Ее команда, выкрикнутая сквозь стиснутые зубы, не допускала возражений. В ней не было паники, только холодная, стальная решимость. Это был не призыв, это был приказ.

Алексей, спотыкаясь, последовал за ней. Его ноги, одеревеневшие от страха, на первых порах почти не слушались. Он бросил последний взгляд на мужчин. Тот, что в пальто, не сразу бросился в погоню. На его лице промелькнула профессиональная оценка ситуации. Он что-то коротко сказал своему напарнику, и они, как два волка, начали движение, не спеша, но неумолимо, отрезая путь к отступлению.

Парк, который несколько минут назад был молчаливым свидетелем исследований Алексея, теперь превратился в гигантский, враждебный лабиринт. Каждый корень, каждое низко свисающее дерево, каждый куст цеплялся за него, пытаясь удержать. Заросли, бывшие лишь декорацией, теперь стали главными действующими лицами этой безумной гонки.

Елена, благодаря своей спортивной форме и опыту походов, двигалась как тень. Она не бежала напролом. Она петляла, используя каждое укрытие, каждый поворот тропы. Ее тело помнило, как двигаться по пересеченной местности. Она перепрыгивала через упавшие стволы, ловко проскальзывала под низкими ветвями, ее дыхание было ровным и глубоким.

Алексей, неуклюжий и перегруженный рюкзаком, отставал. Рюкзак, набитый оборудованием, который еще недавно был символом его готовности, теперь превратился в адскую ношу. Он бил его по спине, цеплялся за ветки. Он бежал, тяжело дыша, спотыкаясь о невидимые кочки. Сзади доносились спокойные, размеренные шаги преследователей. Они не спешили. Они знали, что беглецы выдохнутся.

Преследователи действовали слаженно, пытаясь взять в клещи. Один двигался прямо по их следу, другой – параллельно, стараясь обогнать и отрезать. Алексей слышал, как где-то справа хрустнула ветка, и понял их тактику. Его сердце бешено заколотилось.

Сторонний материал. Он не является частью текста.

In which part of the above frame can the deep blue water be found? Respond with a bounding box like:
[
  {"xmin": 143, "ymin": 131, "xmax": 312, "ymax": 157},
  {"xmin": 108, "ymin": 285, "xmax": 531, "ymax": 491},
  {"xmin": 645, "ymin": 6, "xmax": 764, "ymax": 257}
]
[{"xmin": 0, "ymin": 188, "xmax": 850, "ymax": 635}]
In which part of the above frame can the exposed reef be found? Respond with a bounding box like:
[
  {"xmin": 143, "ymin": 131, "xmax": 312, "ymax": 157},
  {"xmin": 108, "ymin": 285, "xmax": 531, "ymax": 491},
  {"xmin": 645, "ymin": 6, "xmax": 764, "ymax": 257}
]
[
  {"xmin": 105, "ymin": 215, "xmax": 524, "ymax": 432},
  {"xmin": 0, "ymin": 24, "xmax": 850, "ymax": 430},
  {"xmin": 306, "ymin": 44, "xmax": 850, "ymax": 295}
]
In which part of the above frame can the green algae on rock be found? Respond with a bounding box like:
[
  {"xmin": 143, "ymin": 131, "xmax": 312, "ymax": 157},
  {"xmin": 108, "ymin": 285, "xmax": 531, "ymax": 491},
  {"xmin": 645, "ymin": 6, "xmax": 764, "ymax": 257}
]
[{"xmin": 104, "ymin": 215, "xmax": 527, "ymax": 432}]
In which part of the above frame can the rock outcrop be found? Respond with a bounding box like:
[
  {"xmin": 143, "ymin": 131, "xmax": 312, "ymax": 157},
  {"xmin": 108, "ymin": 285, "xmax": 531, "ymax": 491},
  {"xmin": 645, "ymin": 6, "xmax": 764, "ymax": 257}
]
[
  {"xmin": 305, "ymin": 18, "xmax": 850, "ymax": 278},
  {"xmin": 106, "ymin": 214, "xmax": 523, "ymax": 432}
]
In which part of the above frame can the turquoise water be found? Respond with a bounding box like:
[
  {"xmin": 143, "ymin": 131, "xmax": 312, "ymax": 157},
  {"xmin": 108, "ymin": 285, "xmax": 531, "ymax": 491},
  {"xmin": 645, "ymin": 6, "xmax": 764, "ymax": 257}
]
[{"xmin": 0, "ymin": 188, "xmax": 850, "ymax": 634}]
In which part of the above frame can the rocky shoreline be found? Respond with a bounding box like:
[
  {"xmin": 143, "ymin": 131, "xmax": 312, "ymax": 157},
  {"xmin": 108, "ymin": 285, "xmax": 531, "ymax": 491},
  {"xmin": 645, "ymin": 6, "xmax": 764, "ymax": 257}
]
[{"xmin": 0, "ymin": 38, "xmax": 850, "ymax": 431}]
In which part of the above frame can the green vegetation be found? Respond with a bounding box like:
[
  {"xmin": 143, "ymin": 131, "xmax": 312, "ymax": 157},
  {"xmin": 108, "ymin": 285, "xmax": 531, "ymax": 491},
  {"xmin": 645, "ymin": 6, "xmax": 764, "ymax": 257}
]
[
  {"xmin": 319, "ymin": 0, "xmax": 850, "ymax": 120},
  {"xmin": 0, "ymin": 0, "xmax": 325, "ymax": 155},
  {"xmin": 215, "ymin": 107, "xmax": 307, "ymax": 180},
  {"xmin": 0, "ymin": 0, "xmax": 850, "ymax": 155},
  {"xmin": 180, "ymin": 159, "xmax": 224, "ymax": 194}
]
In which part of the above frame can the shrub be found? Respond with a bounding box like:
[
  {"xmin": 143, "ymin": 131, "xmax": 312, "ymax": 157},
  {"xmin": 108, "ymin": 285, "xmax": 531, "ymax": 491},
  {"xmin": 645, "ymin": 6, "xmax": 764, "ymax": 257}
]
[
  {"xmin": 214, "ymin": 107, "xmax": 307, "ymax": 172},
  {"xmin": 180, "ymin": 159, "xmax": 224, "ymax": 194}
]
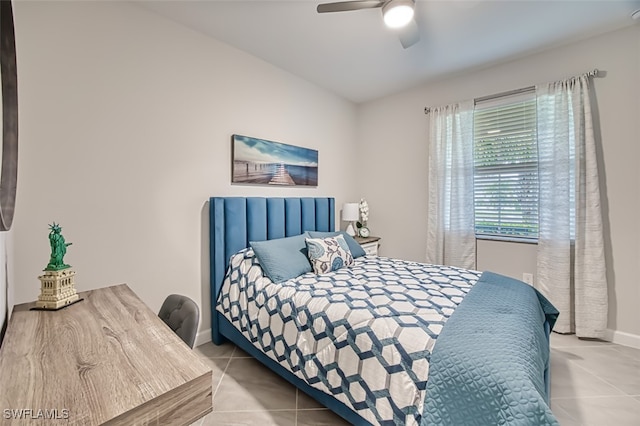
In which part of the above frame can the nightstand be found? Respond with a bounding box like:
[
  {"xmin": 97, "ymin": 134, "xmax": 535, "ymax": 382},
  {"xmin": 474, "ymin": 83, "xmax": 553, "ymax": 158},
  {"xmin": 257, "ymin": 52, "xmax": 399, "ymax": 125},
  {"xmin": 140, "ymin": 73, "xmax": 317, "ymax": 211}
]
[{"xmin": 355, "ymin": 237, "xmax": 380, "ymax": 256}]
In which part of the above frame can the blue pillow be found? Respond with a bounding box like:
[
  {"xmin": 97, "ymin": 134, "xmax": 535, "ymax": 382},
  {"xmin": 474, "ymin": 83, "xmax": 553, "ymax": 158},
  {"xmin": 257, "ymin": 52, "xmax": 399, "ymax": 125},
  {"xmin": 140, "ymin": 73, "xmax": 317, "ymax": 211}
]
[
  {"xmin": 249, "ymin": 233, "xmax": 312, "ymax": 283},
  {"xmin": 309, "ymin": 231, "xmax": 366, "ymax": 259}
]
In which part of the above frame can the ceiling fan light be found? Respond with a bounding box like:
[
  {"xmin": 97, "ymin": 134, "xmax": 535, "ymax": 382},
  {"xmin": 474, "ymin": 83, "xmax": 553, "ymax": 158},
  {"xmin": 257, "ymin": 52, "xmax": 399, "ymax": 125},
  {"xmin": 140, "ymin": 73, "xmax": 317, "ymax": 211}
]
[{"xmin": 382, "ymin": 0, "xmax": 414, "ymax": 28}]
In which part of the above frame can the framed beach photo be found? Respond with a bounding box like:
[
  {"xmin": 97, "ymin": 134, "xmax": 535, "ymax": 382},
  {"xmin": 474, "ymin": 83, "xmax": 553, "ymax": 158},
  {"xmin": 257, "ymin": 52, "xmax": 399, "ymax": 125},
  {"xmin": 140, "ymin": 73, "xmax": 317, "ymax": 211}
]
[{"xmin": 231, "ymin": 135, "xmax": 318, "ymax": 186}]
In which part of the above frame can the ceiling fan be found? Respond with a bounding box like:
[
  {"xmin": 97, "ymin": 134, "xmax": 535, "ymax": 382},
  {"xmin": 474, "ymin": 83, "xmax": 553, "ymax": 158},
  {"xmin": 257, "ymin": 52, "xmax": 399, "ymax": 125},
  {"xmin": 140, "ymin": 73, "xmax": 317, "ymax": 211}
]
[{"xmin": 316, "ymin": 0, "xmax": 420, "ymax": 49}]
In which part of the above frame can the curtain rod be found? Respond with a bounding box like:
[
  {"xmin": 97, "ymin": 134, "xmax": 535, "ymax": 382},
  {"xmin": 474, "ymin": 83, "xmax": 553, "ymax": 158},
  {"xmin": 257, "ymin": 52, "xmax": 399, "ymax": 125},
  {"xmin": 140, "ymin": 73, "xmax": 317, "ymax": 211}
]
[{"xmin": 424, "ymin": 68, "xmax": 600, "ymax": 114}]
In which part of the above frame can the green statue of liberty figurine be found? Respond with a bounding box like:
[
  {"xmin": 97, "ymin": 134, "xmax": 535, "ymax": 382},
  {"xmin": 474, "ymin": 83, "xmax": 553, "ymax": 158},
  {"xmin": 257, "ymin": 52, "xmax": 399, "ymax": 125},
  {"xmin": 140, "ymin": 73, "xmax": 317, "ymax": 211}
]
[{"xmin": 45, "ymin": 222, "xmax": 72, "ymax": 271}]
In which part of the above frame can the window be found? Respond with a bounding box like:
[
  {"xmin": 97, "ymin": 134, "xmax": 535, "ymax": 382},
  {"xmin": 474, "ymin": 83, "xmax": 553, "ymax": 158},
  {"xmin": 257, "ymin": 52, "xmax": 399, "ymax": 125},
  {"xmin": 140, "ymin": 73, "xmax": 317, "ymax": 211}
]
[{"xmin": 473, "ymin": 92, "xmax": 538, "ymax": 239}]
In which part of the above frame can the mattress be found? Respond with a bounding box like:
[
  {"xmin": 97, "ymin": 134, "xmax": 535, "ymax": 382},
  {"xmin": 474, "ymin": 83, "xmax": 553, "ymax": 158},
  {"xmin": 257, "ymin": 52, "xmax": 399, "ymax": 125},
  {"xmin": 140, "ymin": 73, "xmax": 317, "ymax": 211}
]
[{"xmin": 216, "ymin": 248, "xmax": 481, "ymax": 425}]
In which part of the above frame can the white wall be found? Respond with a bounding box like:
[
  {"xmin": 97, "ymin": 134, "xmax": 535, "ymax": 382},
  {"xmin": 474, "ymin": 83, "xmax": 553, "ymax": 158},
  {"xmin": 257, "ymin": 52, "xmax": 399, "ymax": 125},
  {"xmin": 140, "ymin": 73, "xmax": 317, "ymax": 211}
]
[
  {"xmin": 358, "ymin": 24, "xmax": 640, "ymax": 343},
  {"xmin": 13, "ymin": 2, "xmax": 357, "ymax": 337}
]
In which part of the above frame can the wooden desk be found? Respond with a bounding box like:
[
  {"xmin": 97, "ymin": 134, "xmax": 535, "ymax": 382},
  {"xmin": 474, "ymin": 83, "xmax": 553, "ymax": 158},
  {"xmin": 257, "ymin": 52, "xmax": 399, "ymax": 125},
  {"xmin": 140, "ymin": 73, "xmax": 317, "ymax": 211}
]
[{"xmin": 0, "ymin": 284, "xmax": 212, "ymax": 425}]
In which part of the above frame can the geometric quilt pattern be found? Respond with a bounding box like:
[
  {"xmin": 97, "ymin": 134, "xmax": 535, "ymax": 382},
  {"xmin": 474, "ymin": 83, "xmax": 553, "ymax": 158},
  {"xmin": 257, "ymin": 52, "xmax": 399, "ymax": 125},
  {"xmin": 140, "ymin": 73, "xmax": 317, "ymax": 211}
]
[{"xmin": 217, "ymin": 248, "xmax": 481, "ymax": 425}]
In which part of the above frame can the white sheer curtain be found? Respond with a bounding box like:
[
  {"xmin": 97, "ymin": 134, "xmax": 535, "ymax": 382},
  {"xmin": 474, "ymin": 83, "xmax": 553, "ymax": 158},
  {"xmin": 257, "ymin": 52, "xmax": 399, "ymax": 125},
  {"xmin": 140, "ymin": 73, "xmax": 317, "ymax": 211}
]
[
  {"xmin": 427, "ymin": 101, "xmax": 476, "ymax": 269},
  {"xmin": 536, "ymin": 75, "xmax": 608, "ymax": 337}
]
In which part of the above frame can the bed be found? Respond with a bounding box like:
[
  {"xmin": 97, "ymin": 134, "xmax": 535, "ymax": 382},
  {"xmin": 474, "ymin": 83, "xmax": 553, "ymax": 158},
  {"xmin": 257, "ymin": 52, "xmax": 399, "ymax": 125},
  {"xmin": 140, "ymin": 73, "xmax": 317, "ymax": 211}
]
[{"xmin": 209, "ymin": 197, "xmax": 558, "ymax": 425}]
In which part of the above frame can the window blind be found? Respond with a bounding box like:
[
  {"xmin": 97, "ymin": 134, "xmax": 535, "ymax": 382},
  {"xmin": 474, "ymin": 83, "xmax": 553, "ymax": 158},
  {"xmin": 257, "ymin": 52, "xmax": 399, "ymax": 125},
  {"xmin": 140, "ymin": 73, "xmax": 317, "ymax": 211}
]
[{"xmin": 474, "ymin": 92, "xmax": 538, "ymax": 239}]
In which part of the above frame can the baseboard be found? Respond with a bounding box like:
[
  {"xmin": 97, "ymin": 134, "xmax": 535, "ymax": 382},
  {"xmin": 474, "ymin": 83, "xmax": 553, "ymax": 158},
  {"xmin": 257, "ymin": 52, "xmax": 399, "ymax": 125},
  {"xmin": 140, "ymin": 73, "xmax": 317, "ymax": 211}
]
[
  {"xmin": 604, "ymin": 329, "xmax": 640, "ymax": 349},
  {"xmin": 193, "ymin": 328, "xmax": 211, "ymax": 348}
]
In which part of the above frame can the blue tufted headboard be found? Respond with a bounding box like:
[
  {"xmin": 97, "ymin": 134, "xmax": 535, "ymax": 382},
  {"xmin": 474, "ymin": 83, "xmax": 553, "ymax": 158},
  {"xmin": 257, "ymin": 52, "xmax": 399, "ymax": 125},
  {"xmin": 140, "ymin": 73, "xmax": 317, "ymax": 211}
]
[{"xmin": 209, "ymin": 197, "xmax": 335, "ymax": 344}]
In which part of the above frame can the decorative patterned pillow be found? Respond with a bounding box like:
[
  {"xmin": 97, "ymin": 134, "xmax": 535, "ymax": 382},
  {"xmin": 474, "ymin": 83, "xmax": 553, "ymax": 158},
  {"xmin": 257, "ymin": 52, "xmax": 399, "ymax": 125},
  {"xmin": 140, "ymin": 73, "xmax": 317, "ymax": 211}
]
[{"xmin": 307, "ymin": 235, "xmax": 353, "ymax": 274}]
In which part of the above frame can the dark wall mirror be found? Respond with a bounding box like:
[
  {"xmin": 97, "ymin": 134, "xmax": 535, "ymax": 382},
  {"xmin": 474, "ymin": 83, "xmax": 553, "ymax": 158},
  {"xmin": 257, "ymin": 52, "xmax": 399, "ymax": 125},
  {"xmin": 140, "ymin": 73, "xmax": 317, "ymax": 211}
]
[{"xmin": 0, "ymin": 0, "xmax": 18, "ymax": 231}]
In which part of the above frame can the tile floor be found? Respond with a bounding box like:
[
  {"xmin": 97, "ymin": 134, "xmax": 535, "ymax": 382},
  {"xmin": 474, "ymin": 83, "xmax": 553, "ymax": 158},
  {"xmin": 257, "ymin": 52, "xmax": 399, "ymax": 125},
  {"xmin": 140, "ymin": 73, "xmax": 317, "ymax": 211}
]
[{"xmin": 192, "ymin": 333, "xmax": 640, "ymax": 426}]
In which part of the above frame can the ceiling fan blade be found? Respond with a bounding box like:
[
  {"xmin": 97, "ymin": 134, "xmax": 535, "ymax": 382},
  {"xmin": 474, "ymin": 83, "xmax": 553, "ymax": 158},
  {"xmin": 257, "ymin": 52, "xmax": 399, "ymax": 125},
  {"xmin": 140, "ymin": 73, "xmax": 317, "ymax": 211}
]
[
  {"xmin": 398, "ymin": 19, "xmax": 420, "ymax": 49},
  {"xmin": 316, "ymin": 0, "xmax": 384, "ymax": 13}
]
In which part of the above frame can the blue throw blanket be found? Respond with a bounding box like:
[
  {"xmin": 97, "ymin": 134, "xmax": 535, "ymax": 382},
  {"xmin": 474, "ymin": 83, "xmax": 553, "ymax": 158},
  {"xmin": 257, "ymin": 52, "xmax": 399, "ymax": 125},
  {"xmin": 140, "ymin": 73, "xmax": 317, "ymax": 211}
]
[{"xmin": 422, "ymin": 272, "xmax": 558, "ymax": 426}]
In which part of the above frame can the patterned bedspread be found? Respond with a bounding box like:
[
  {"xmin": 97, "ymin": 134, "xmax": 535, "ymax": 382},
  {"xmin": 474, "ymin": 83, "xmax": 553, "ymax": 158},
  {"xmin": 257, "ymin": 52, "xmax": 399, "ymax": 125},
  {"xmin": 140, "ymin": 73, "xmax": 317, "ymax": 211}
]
[{"xmin": 217, "ymin": 249, "xmax": 480, "ymax": 425}]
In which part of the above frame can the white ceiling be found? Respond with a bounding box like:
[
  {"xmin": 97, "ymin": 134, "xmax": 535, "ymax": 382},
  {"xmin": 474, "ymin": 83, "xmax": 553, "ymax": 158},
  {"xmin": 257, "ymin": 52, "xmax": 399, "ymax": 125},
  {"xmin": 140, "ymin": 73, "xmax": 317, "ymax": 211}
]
[{"xmin": 138, "ymin": 0, "xmax": 640, "ymax": 102}]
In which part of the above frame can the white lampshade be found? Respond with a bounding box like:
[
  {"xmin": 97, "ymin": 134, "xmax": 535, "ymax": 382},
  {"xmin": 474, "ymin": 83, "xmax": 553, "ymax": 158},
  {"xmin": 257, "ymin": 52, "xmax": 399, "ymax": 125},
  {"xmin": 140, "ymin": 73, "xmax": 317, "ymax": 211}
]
[
  {"xmin": 342, "ymin": 203, "xmax": 360, "ymax": 222},
  {"xmin": 382, "ymin": 0, "xmax": 414, "ymax": 28}
]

Ключевым моментом стало преодоление заболоченной протоки речки Вёревки. Когда-то здесь был изящный мостик, но теперь от него остались лишь скользкие, полуистлевшие доски, перекинутые с одного берега на другой. Вода внизу была черной и стоячей, от нее шел тяжелый запах гнили.

Елена, не снижая темпа, легко пролетела по нему, как балерина, лишь на мгновение коснувшись шаткой опоры.

«Быстрее!» – крикнула она ему, уже стоя на твердой земле.

Алексей ступил на доску. Она прогнулась под его весом, заскрипела. Он замер, раскинув руки для равновесия. Внизу чернела холодная жижа. Шаги преследователей становились все ближе.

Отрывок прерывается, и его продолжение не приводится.